ヤードバーズ、クリーム、ブラインド・フェイスと変遷を重ね、ザ・ドミノスで名盤「レイラ」をレコーディング。実質的ソロ活動開始となる「461 オーシャン・ブールヴァード」で、ボブ・マーリィの「アイ・ショット・ザ・シェリフ」をカバー。「ノー・リーズン・トゥ・クライ」「スローハンド」などのアルバムを出し続けたエリック・クラプトン。その時々によって、アルバムのコンセプトや曲想に変化があったが、特に息子を失った悲しみや麻薬から立ち直り、映画「ラッシュ」のサウンドトラックとして発表した「ティアーズ・イン・ヘヴン」や「MTVアンプラグド」のアルバムでの変化は印象的だった。

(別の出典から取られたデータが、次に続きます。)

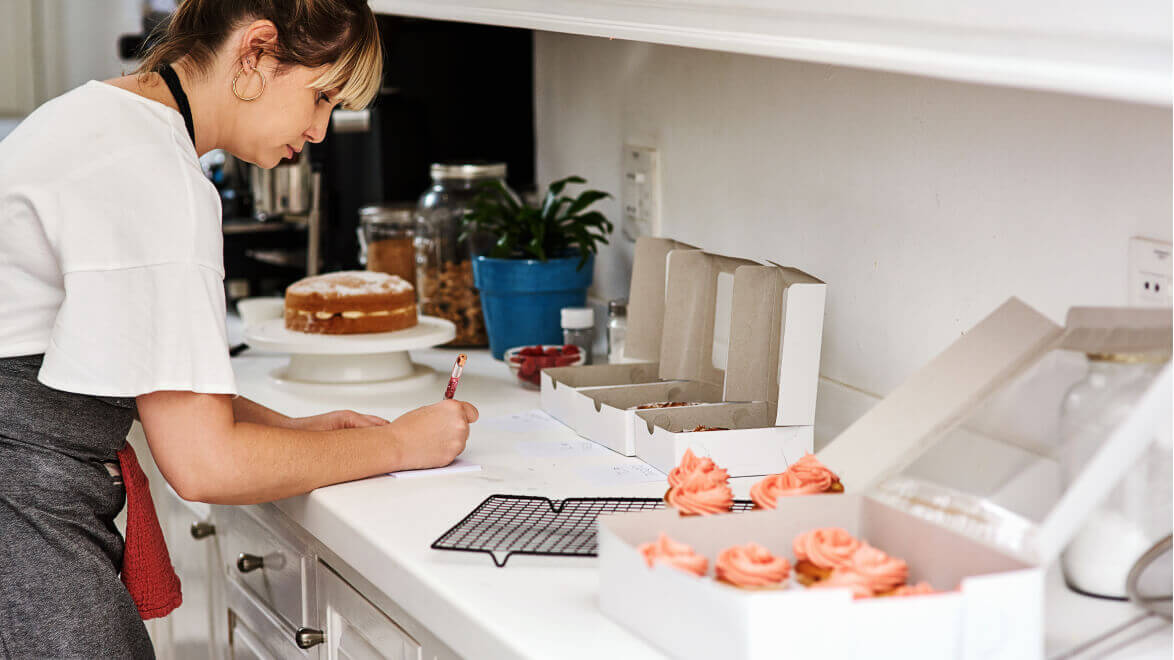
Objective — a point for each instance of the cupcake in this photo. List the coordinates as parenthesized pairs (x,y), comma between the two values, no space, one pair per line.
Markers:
(810,471)
(751,566)
(702,493)
(805,476)
(870,570)
(675,554)
(820,552)
(692,463)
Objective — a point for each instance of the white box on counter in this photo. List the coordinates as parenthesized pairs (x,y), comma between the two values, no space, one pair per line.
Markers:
(958,472)
(562,394)
(704,327)
(769,385)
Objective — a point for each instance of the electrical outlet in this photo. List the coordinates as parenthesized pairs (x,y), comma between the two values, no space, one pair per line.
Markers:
(1151,278)
(641,192)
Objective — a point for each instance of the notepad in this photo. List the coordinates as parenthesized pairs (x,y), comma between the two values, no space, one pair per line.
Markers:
(454,467)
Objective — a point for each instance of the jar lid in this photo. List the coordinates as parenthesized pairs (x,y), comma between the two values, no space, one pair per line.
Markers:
(578,317)
(469,170)
(395,213)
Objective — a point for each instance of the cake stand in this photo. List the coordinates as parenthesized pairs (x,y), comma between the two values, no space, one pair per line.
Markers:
(372,358)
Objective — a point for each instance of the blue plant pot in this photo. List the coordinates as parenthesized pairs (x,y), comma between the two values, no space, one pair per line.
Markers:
(521,298)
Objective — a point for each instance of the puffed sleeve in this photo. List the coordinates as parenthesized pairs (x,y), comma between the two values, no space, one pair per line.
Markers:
(142,265)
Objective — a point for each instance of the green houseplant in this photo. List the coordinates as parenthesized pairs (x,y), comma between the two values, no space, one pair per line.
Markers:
(535,260)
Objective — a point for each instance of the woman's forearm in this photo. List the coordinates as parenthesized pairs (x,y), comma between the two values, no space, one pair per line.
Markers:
(247,410)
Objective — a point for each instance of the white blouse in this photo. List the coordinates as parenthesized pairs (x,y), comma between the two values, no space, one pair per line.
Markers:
(112,249)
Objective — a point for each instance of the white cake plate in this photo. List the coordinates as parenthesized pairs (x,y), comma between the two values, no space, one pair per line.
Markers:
(372,357)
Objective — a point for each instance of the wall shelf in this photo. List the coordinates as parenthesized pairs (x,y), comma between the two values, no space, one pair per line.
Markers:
(1084,47)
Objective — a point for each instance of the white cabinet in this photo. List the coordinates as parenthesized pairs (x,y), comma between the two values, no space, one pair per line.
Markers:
(1118,51)
(357,630)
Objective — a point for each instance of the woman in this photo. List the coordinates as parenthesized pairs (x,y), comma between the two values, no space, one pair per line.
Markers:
(112,303)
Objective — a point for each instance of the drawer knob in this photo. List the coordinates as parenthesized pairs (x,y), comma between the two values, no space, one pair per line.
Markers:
(309,638)
(202,530)
(247,563)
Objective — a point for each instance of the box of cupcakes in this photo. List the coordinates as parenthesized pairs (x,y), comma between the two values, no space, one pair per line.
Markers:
(924,530)
(565,390)
(722,359)
(766,419)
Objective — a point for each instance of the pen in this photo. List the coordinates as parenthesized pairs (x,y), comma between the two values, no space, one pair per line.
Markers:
(451,390)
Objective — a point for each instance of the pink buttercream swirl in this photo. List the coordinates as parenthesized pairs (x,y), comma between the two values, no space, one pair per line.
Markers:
(810,471)
(751,566)
(919,588)
(701,493)
(869,568)
(805,476)
(692,464)
(676,554)
(829,547)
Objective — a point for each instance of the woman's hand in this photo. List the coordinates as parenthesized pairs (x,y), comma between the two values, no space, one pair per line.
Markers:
(433,436)
(335,421)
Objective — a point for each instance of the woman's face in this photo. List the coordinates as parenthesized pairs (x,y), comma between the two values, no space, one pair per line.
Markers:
(285,116)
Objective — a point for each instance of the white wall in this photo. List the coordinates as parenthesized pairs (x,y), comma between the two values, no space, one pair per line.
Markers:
(922,203)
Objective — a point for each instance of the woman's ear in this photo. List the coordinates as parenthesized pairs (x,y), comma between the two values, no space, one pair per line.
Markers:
(257,40)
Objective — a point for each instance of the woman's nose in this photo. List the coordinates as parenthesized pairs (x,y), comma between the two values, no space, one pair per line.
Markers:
(317,130)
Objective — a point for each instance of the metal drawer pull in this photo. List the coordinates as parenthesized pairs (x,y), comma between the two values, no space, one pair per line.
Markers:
(202,530)
(247,563)
(309,638)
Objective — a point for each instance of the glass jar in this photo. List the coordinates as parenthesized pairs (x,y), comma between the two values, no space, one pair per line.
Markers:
(388,240)
(444,262)
(1137,512)
(579,329)
(616,329)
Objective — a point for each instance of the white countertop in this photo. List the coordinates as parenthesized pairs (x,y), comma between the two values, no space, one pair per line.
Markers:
(535,606)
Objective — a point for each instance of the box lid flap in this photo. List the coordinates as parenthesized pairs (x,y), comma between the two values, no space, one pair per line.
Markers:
(700,315)
(972,440)
(783,308)
(646,296)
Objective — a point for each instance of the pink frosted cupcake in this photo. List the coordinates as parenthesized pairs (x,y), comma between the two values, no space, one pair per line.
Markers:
(751,566)
(805,476)
(702,493)
(692,464)
(676,554)
(871,571)
(820,552)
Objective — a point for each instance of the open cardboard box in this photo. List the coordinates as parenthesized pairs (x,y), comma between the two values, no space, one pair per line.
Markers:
(560,386)
(770,378)
(958,471)
(717,310)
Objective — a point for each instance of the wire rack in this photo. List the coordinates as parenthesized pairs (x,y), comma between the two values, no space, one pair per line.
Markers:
(505,525)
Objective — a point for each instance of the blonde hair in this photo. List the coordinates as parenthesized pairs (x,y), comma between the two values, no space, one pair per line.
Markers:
(339,34)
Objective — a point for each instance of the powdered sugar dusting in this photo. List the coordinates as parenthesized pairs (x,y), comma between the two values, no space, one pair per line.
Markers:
(350,283)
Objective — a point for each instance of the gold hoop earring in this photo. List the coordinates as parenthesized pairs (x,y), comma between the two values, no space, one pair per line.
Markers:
(255,96)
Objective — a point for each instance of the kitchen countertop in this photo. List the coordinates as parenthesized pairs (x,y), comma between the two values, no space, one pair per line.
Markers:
(535,606)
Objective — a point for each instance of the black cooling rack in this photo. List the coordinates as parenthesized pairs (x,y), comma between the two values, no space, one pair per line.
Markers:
(506,525)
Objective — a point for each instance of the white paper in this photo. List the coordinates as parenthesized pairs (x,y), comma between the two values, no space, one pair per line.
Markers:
(526,422)
(454,467)
(613,475)
(558,448)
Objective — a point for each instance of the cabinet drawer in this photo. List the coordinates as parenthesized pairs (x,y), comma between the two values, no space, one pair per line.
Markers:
(255,633)
(356,628)
(269,564)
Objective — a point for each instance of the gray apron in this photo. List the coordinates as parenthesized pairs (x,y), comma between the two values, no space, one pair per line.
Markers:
(60,553)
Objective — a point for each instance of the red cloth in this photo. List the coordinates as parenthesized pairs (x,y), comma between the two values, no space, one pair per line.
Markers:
(147,567)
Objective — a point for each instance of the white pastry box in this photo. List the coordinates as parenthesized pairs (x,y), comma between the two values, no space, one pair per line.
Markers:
(957,471)
(565,390)
(771,369)
(716,309)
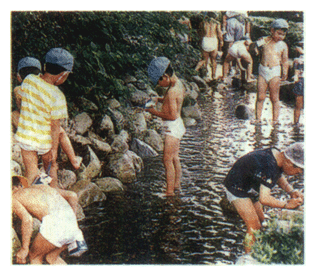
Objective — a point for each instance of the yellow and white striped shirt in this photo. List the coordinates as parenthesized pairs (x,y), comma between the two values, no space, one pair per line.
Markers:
(41,103)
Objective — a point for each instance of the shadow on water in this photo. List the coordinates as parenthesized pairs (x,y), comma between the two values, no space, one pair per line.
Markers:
(141,227)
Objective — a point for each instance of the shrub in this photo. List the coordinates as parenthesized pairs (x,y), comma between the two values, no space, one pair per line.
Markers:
(280,245)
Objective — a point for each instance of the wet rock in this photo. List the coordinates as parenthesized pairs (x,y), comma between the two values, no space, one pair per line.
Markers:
(90,166)
(109,184)
(200,82)
(124,166)
(107,125)
(120,142)
(88,192)
(80,140)
(82,122)
(113,103)
(100,146)
(87,104)
(117,119)
(192,112)
(142,149)
(139,123)
(243,112)
(139,98)
(153,139)
(189,122)
(66,178)
(130,79)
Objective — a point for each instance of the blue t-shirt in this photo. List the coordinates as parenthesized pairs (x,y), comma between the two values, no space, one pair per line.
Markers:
(252,170)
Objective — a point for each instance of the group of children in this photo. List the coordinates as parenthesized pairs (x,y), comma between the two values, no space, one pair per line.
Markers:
(41,107)
(274,65)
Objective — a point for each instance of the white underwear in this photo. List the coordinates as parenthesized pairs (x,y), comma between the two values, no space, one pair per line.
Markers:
(32,148)
(269,73)
(174,128)
(209,44)
(61,227)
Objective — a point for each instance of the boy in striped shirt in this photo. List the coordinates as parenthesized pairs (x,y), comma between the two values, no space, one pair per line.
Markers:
(43,105)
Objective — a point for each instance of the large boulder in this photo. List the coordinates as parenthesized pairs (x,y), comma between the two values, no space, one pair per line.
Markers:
(109,184)
(124,166)
(142,149)
(120,142)
(82,122)
(153,139)
(88,192)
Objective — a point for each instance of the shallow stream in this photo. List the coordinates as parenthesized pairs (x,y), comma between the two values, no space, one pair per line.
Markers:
(141,227)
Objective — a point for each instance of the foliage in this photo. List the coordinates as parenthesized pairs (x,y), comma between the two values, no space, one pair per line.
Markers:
(106,46)
(280,245)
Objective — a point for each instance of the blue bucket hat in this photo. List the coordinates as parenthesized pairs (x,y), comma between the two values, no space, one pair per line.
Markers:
(279,24)
(60,57)
(29,62)
(157,68)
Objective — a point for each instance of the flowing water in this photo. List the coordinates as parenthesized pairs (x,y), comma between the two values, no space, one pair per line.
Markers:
(141,227)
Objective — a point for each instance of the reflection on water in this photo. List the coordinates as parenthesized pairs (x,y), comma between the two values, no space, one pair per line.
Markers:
(141,227)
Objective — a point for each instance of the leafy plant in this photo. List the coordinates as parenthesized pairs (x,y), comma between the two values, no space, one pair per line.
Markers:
(278,244)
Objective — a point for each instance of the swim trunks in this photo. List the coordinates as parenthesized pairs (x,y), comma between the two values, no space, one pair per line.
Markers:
(269,73)
(61,227)
(175,128)
(252,170)
(299,87)
(235,30)
(209,44)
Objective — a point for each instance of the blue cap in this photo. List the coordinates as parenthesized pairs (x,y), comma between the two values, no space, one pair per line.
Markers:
(60,57)
(279,24)
(157,68)
(29,62)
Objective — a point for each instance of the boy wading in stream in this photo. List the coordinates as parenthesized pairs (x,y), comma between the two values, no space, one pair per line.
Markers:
(250,180)
(160,71)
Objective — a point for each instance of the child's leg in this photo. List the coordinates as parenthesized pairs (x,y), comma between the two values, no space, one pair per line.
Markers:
(47,159)
(213,56)
(299,102)
(39,249)
(15,118)
(67,148)
(274,88)
(261,95)
(30,160)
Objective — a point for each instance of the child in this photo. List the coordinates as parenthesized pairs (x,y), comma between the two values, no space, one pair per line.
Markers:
(210,34)
(56,209)
(239,51)
(31,65)
(160,71)
(250,181)
(42,107)
(298,89)
(273,67)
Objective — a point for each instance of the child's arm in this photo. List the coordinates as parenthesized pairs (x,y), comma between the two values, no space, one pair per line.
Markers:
(18,98)
(55,130)
(285,63)
(220,35)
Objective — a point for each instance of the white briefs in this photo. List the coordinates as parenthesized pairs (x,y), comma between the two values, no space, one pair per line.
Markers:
(174,128)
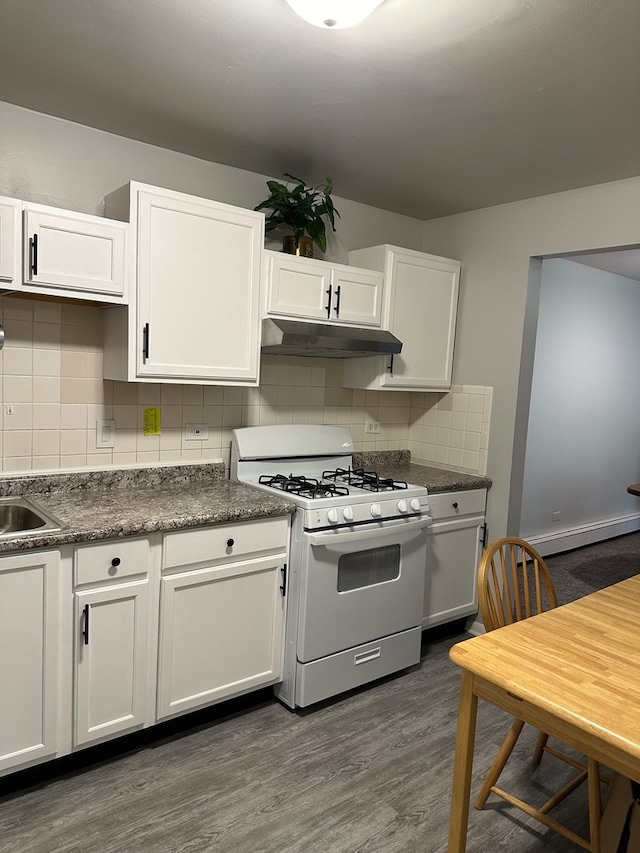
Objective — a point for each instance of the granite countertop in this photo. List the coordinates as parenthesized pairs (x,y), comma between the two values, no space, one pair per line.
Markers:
(398,464)
(130,502)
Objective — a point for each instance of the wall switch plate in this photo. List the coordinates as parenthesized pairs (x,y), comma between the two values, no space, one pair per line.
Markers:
(196,432)
(105,433)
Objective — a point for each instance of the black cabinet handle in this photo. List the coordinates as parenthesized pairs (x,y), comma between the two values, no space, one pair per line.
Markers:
(33,254)
(85,629)
(327,307)
(337,308)
(145,342)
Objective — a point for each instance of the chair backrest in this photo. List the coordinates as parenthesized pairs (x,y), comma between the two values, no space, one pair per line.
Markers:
(513,583)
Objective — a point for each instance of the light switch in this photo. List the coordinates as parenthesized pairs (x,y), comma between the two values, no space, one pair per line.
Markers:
(105,433)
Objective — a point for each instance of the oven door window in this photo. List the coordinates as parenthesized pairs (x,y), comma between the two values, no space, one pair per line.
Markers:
(368,568)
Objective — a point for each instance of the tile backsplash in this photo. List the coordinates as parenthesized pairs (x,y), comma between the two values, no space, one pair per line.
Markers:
(53,394)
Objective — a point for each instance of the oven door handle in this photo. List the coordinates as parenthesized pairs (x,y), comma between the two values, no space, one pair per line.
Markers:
(366,532)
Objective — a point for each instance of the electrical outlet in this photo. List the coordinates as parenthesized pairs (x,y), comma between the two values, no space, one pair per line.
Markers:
(105,433)
(196,432)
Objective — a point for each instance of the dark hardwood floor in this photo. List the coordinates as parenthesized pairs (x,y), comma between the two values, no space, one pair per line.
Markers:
(369,772)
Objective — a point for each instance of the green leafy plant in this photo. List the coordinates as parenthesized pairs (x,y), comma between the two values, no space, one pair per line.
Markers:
(301,209)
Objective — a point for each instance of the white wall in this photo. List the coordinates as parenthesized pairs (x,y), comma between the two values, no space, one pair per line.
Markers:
(495,246)
(51,384)
(52,161)
(583,441)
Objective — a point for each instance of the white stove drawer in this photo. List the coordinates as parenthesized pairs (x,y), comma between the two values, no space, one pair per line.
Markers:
(352,668)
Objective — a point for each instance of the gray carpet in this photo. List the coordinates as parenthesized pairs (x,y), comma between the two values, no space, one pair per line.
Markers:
(585,570)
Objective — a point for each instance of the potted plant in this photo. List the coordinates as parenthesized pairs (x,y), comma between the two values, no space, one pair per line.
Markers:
(302,210)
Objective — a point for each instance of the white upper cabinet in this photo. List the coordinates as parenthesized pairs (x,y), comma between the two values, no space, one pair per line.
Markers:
(73,254)
(195,317)
(420,307)
(10,274)
(309,289)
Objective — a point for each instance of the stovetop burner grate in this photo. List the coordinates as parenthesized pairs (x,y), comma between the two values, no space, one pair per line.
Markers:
(361,479)
(305,487)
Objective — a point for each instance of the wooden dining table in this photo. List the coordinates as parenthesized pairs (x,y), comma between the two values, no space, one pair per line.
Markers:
(573,672)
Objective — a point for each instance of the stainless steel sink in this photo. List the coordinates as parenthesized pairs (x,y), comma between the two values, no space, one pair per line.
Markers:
(20,516)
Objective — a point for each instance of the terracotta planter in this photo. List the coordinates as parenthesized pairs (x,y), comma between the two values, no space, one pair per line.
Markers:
(303,248)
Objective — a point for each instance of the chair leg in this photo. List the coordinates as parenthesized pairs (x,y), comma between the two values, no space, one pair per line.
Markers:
(540,745)
(498,765)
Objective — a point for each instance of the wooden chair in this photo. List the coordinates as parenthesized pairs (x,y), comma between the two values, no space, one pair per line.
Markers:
(514,583)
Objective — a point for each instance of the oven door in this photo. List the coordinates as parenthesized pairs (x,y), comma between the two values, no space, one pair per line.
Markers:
(360,584)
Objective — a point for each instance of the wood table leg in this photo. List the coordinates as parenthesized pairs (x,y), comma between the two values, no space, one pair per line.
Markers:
(595,806)
(463,765)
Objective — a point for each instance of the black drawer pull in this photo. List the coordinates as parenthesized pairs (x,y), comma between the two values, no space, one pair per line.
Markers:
(85,630)
(33,255)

ブルースが堪能できる「フロム・ザ・クレイドル」、高みに昇った「ピルグリム」、B.B.キングとの「ライディング・ウィズ・ザ・キング」などなど数えあげるとキリがないが、私が一番好きなクラプトンのアルバムと云えば「レプタイル」。
1. Reptile
2. Got You On My Mind
3. Travelin' Light
4. Believe In Life
5. Come Back Baby
6. Broken Down
7. Find Myself
8. I Ain't Gonna Stand For It
9. I Want A Little Girl
10. Second Nature
11. Don't Let Me Be Lonely Tonight
12. Modern Girl
13. Superman Inside
14. Son & Sylvia
キーボードにビリー・プレストン、ドラムにスティーヴ・ガッドを迎えてナマ音サウンド。素朴で柔らかく、クラプトンらしいブルース・フィーリング溢れた出来になっている。なによりも曲順を含めて構成がイカしてる。レコードの時代、アルバムはA面B面を途中で針を上げることなく通して聴くものだったが、CDになってからツマラナイ曲は簡単に飛ばせるようになり聴き方が変わった。特にレコードの片面は、せいぜい20分くらいで一気に聴くにはちょうどいい長さだが、これがCDになると1枚聴くのに60分はかかってしまう。だいたい途中で飽きてしまうのが常だが、この「レプタイル」は私を飽きさせることがない。
穏やかなガットギターの音色で1曲目が始まり、クラプトンの唄心満載のブルース・ナンバーが続く。ときにはブルージーに、ときにはジャージーに心躍らされ、10曲目の「Second Nature」にいたる頃には、心だけじゃなく身体まで大きく揺れはじめ、椅子から立ち上がりその辺を踊りまわる自分がいる。盛り上がりとともに迎えるエンディング「Son & Sylvia」では、高ぶった心をクールダウンさせるようにストリングスとプレストンのハーモニカが美しく、静かに幕を閉じていく。
私は、値段の関係で「輸入盤」しか買わないと決めている。ときには輸入盤と日本盤では、入っている曲の数に違いがある。これは、日本盤にはサービスとしてボーナス・トラックが追加される場合があるからだ。このアルバムの日本盤にも、トラック15に「Losing Hand」という曲が追加収録されている。これを「得した」と捉えるか、せっかくのアルバム構成が台無しで「余計なコトしやがって」と考えるかは、人それぞれ。輸入盤しか持ってない私にはコメントする資格はないが、このアルバムのコンセプトにノックアウトされた身としては、余計なことはしないで欲しいと思う。